If the count’s story had surprised me, the simplicity with which he told it had given me pleasure; and I was resolved to do honour to Madame Manzoni’s introduction, feeling that it was my duty to serve a fellow- countryman, who was really guilty of nothing worse than gross thoughtlessness.

“Begin,” said I, “by bringing your small belongings to the room next to mine, and get your meals there. I will pay for everything while I am looking out for something which may do for you.

“We will talk of business to-morrow, for as I never dine here I rarely if ever come home till late, and I do not expect to have the honour of seeing you again today. Leave me for the present, as I have got some work to do; and if you go out to walk, beware of bad company, and whatever you do keep your own counsel. You are fond of gaming, I suppose?”

“I hate it, as it has been the cause of half my troubles.”

“And the other half, I’ll wager, was caused by women.”

“You have guessed aright–oh, those women!”

“Well, don’t be angry with them, but make them pay for the ill they have done you.”

“I will, with the greatest pleasure, if I can.”
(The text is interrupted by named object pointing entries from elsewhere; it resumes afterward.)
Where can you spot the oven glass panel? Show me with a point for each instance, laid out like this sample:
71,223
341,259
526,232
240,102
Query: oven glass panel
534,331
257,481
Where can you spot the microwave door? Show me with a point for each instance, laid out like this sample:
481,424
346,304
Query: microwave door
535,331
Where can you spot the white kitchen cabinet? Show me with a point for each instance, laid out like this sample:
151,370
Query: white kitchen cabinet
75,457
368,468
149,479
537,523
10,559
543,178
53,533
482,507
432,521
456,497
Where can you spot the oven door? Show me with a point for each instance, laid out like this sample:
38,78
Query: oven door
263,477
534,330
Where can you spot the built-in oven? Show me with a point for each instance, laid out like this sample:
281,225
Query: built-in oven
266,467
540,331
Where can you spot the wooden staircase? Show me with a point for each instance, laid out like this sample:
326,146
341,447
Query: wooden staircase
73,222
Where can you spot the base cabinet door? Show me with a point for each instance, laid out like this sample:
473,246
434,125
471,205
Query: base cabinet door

“If you are not too particular in your goods, you will find Paris rich in such commodities.”

“What do you mean by particular? I would never be a prince’s pathic.”

“No, no, I was not thinking of that. I mean by ‘particular’ a man who cannot be affectionate unless he is in love. The man who … .”

“I see what you mean, and I can lay no claim to such a character. Any hag with golden eyes will always find me as affectionate as a Celadon.”

“Well said! I shall soon be able to arrange matters for you.”

“I hope you will.”

“Are you going to the ambassador’s?”

“Good God!–no! What should I do when I got there? Tell him my story? He might make things unpleasant for me.”

“Not without your going to see him, but I expect he is not concerning himself with your case.”

“That’s all I ask him.”

“Everybody, my dear count, is in mourning in Paris, so go to my tailor’s and get yourself a black suit. Tell him you come from me, and say you want it by tomorrow. Good bye.”